Bug #33542
Posible XML, Shell Injection
| Status: | Resolved | Start date: | 2012-01-30 | |
|---|---|---|---|---|
| Priority: | Won't have this time | Due date: | ||
| Assignee: | - | % Done: | 0% |
|
| Category: | Vulnerability | |||
| Target version: | - | |||
| Votes: | 0 |
Description
Testing security of my site with Backtrack, returned me some security warnings about possible XML and Shell Injection
Message:
as detected a possible XML injection vulnerability. XML injection can occur when externally supplied data that has not been sufficiently validated is used to create an XML document. It is possible for this data to corrupt the structure of the documents.
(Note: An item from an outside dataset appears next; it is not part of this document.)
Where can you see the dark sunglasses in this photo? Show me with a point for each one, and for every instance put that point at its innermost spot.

The possible consequences depend on the XML document and what it is used for.
- has detected that it may be possible to corrupt the structure of a server-side XML document.
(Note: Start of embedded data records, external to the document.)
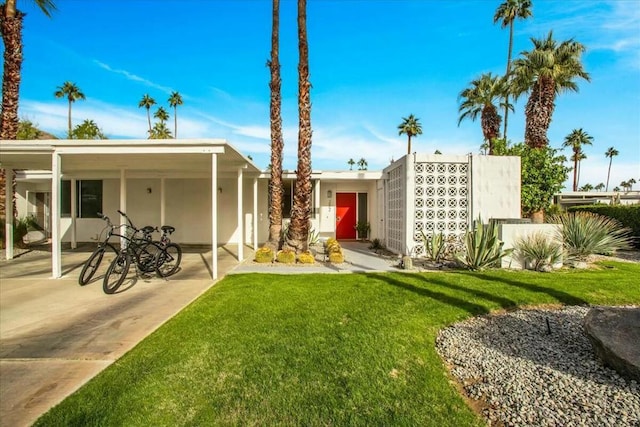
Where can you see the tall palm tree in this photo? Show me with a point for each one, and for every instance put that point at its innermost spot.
(298, 230)
(507, 13)
(576, 140)
(161, 114)
(11, 31)
(411, 127)
(277, 143)
(544, 72)
(147, 102)
(73, 93)
(481, 98)
(174, 101)
(611, 153)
- This could affect the logic of the application, depending on how the XML document is used.
- An XML injection vulnerability can lead to a loss of integrity of the data used or stored by the application.
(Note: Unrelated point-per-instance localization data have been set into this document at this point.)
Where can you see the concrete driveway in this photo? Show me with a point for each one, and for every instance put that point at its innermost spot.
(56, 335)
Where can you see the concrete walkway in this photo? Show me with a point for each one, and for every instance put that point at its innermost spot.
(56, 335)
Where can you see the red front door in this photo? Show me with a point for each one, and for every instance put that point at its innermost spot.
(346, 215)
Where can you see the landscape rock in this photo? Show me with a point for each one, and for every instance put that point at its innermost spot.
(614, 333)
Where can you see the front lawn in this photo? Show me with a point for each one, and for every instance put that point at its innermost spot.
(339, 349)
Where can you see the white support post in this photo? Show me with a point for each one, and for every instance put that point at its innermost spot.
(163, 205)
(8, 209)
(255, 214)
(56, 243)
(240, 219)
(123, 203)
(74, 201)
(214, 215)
- XML may be an injection vector that bypasses content filters (e.g. including javascript in a CDATA section).
History
Updated by Mario Garcia over 1 year ago
Message about Shell Injection:
Command injection vulnerabilities often occur when inadequately sanitized externally supplied data is as part of a system command executed through a command interpreter, or shell. Vulnerabilities such as these can be exploited by using shell metacharacters to run additional commands that were not intended to be executed by the application developer. The system() function, and derivatives, are often responsible, as these functions are very simple to use. These vulnerabilities can grant remote access to attackers, if exploited successfully.
Updated by Felix Nagel about 1 year ago
- Category set to Vulnerability
Updated by Dmitry Dulepov about 1 year ago
- Status changed from New to Resolved
- Priority changed from Should have to Won't have this time
The report is too generic and does not provide any useful information to identify or fix issues.